И тут на его вздрагивающую от рыданий грудь плюхнулось тяжелое, теплое и мягкое. Мурлыкнуло, сунулось пушистой мордой в лицо, щекоча щеку длинными усами.
– Софья! – ахнул Володя.
Перевел дыхание, счастливо улыбаясь сквозь слезы. Сон! Нелепый, жуткий сон.
Погладил Софию по шелковистой спинке. Она выгнулась горбом, потопталась по ребрам легкими лапками и устроилась на груди, обернувшись пушистым хвостом.
– Да кошмар приснился, – смущенно ответил Володя на ее требовательный взгляд. – Будто я…
С облегчением оглядывая знакомые стены кабинета, он наткнулся на край прихотливо присобранной занавески. Занавеска показалась незнакомой. Будто из… того сна…
Вскрикнув, Володя скатился с дивана, уронил на пол подушку и кинулся к окну. София возмущенно мявкнула, извернулась в воздухе и изящно приземлилась на все четыре лапы.
Дрожащими руками Володя рванул занавеску.
Все прежнее, знакомое. Ни облупленных стен, ни дырявого асфальта, ни автомобилей, которые в давешнем сне-видении громоздились один на другой, по очереди газуя в открытые окна.
Стены были выкрашены; подогреваемые дорожки чисто вымыты; личные машины ждали вызовов в гаражах, что, впрочем, бывало нечасто. Уж если даже заслуженные старики из дома напротив – выборный князь Арбузов и потомственный граф Румянцев ездили на работу в свои министерства на велосипедах, молодежи было бы неловко от них отставать. А для ленивых или желающих прокатиться далеко, вполне хватало воздушных и подземных трамваев, которые хоть иногда, в силу обычной русской расхлябанности, и опаздывали на одну-две минуты, в отличие от швейцарских, но зато ходили часто.
Дворник Семеныч сидел на лавочке и что-то выговаривал Витюше-пылесосу. Витюша, повесив манипуляторы, виновато моргал лампочками. Потом послушно чирикнул и покатился выполнять новую программу. Семеныч поднялся, огляделся по-хозяйски, видно, размышляя, кому из подчиненных еще устроить разбор полетов.

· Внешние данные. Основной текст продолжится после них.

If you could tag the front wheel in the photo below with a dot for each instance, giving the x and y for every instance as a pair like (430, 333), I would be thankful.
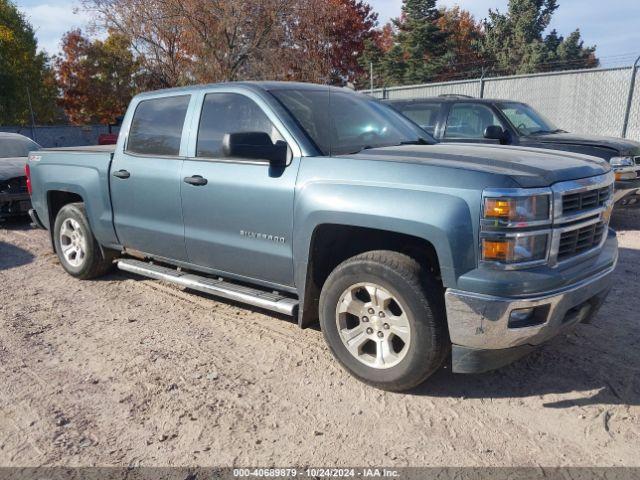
(77, 249)
(383, 318)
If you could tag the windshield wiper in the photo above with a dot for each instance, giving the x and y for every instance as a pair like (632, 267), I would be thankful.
(419, 141)
(544, 132)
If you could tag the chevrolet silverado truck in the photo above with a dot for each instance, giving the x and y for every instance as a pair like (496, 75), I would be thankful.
(322, 203)
(460, 118)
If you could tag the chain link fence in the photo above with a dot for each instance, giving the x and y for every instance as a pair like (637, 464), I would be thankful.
(580, 101)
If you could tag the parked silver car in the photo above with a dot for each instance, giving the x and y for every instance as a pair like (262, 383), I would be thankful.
(14, 194)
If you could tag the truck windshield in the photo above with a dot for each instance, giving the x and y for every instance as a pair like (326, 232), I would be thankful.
(341, 123)
(526, 120)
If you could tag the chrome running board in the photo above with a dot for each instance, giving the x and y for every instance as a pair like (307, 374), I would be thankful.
(215, 286)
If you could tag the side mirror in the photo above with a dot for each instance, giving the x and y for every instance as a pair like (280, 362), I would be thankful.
(494, 132)
(255, 146)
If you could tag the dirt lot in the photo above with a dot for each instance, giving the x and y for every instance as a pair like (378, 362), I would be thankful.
(127, 371)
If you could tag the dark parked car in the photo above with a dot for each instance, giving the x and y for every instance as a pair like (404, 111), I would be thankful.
(14, 195)
(463, 119)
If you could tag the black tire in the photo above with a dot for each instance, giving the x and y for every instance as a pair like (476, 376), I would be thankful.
(421, 298)
(96, 261)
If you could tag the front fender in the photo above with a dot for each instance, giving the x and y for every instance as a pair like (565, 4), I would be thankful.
(89, 183)
(441, 217)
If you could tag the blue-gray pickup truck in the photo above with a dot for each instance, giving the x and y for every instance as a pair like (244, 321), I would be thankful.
(323, 203)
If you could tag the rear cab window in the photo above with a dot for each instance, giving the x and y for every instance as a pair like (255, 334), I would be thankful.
(156, 128)
(469, 120)
(424, 114)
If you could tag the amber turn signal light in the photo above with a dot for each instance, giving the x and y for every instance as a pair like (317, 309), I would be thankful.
(497, 208)
(496, 250)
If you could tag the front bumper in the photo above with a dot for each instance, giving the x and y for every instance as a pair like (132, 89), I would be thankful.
(14, 204)
(485, 336)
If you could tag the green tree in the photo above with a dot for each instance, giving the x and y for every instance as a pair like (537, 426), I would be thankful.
(514, 40)
(24, 72)
(419, 47)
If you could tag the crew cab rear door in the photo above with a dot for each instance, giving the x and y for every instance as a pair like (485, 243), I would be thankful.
(145, 178)
(238, 212)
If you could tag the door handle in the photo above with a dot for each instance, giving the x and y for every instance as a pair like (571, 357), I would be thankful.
(196, 180)
(121, 174)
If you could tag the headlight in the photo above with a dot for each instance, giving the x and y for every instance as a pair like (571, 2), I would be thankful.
(516, 210)
(621, 161)
(516, 249)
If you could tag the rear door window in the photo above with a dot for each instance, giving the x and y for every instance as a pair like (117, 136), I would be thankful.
(156, 128)
(469, 120)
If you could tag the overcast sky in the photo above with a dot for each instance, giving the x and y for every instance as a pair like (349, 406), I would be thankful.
(613, 26)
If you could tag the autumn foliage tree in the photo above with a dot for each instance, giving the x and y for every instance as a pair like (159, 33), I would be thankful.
(190, 41)
(463, 58)
(97, 79)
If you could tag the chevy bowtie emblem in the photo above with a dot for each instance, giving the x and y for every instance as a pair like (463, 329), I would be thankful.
(606, 214)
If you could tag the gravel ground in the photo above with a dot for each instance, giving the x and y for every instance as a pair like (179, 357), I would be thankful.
(127, 371)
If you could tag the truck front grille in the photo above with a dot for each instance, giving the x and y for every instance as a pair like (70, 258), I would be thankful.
(582, 201)
(580, 240)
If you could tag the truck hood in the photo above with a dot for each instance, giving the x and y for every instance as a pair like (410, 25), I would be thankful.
(12, 167)
(620, 145)
(528, 167)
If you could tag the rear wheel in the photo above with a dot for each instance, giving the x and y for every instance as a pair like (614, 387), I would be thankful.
(78, 250)
(382, 315)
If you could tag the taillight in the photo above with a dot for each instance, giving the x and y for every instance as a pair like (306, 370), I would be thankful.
(27, 172)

Володя перевел дыхание, задернул штору. Задумавшись, уселся обратно на кровать, обмотав ноги одеялом и размышляя, поспать пару часов до будильника, или ну его? Софья плюхнулась ему на колени, сперва настороженно косилась – не выкинет ли хозяин еще чего странное? – а потом успокоилась и замурлыкала, прижмурив блестящие зеленые глаза.
– А вот ты какая умница, – придумал вдруг Володя, почесывая ей пушистый подбородок. – И, правда, София!
Кошка дернула ухом, подозрительно приоткрыла глаз.
– Сейчас сразу все запишу, и начнем! – сообщил Володя.
На рассвете пили чай. Чай был скверный, одно название, остатки старого запаса, бережно собранные по уголкам жестяной царапанной коробки. Соломинки, труха и пыль, разве что только с запахом бывшей роскоши. Но хотя бы запахом прежней, нормальной жизни нужно было запить эту страшную ночь, чтобы не сойти с ума.
Старик Васильев высыпал на обрывок газеты горсть сухарей. Долго отряхивал от крошек костлявые узловатые пальцы. Его руки сильно дрожали, и поневоле зацепившись за них взглядом, Валериан тоже вздрогнул – под криво стрижеными ногтями чернели полоски земли. Конечно, это была не та самая земля, но все равно ему стало не по себе. А потом он заметил, что мальчик тоже смотрит на руки Васильева.